I wanted my robot to be able to do dead reckoning, so I needed wheel encoders. There are some encoders on the market that can work with the Dagu yellow motors, as in the Magician chassis, or with the Solarbotics gear motors. And Pololu makes an encoder for their micro metal gear motors that detects wheel motion and direction by detecting white reflective tabs built-in to the wheels.

But I had already decided to use continuous rotation servos, which don't have a second shaft on the non-drive side to mount an encoder disk. Instead, I decided to mount a paper ring of encoder stripes on the inside of a Solarbotics servo wheel. I needed some way to detect the changes between black and white as the wheel rotated.

I found a set of components from Optek on mouser.com that seemed promising. They were a combination of an LED and a phototransistor, packaged together in a trapezoidal case with a screw hole.



I first tried the Optek OPB742WZ, which costs about $3.50 from Mouser. It comes with four 24" leads and has an IR LED with small apertures for the LED and the phototransistor. I hoped this would make for a smaller illuminated spot that would allow more stripes on the encoder disk. In the end I was able to use a 30-stripe disk with no problems. I'd prefer more stripes, but had trouble getting a 50-stripe disk to work reliably.

To print the encoder disks I used Nick Ames Postscript wheel encoder generator, http://www.fetchmodus.org/projects/encoder/. To fit the Solarbotics wheels I used an outer diameter of 56mm and an inner diameter of 36mm. The encoder disk and wheel (not to scale):

The phototransistor on the OPB742WZ has analog output. I read it using an analog input pin on the Arduino. Using a 100 Ohm resistor for the LED side and a 10 KOhm pull-down resistor on the phototransistor side, I can read analog input values ranging from about 30 (black) to about 230 (white). This corresponds to about .1V to 1.25V output from the phototransistor. After you screw in the OPB742WZ, you can adjust the distance to the wheel to get the largest analog value for white.
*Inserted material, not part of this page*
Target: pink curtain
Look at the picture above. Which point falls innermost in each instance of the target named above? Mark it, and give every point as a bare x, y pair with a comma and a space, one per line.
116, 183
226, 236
It would be easier if I had added a Schmidt trigger so I could use a digital input to trigger interrupts, but being a software engineer I decided to emulate a trigger in software. In order to read the phototransistor as often as possible, I wrote an Arduino library to put the ADC chip into continuous reading mode, with an interrupt when the next reading is available. The library allows setting a scan order of analog pins and continuously asks the ADC to read a new pin as soon as a value is ready. A callback function then checks to see whether we have another transition from white to black or vice versa.

In order to make the trigger self-calibrating, another class keeps track of the minimum and maximum analog values that have been read. When the value goes three-quarters of the way from low to high or vice versa, another tick is recorded.

Results

The wheel encoders work very well. Using them I can update the robot's pose with pleasing accuracy. The robot can use the ticks recorded from the left and right wheels to update both its assumed heading and (x,y) position. I have been able to follow waypoints several meters apart around a course and end up within a few inches of the desired endpoint.

Other Alternatives

There are other Optek devices which use red LEDs instead of IR. I have bought a couple and will try them out to see if they work as well. The advantage of red LEDs is that students would get feedback when they connected the LED even before reading the analog phototransistor output. My initial results with one other Optek component having a red LED is that the voltage difference between white and black is not as large, but seems adequate. I'll write more results later as I have a chance to evaluate the other components more thoroughly.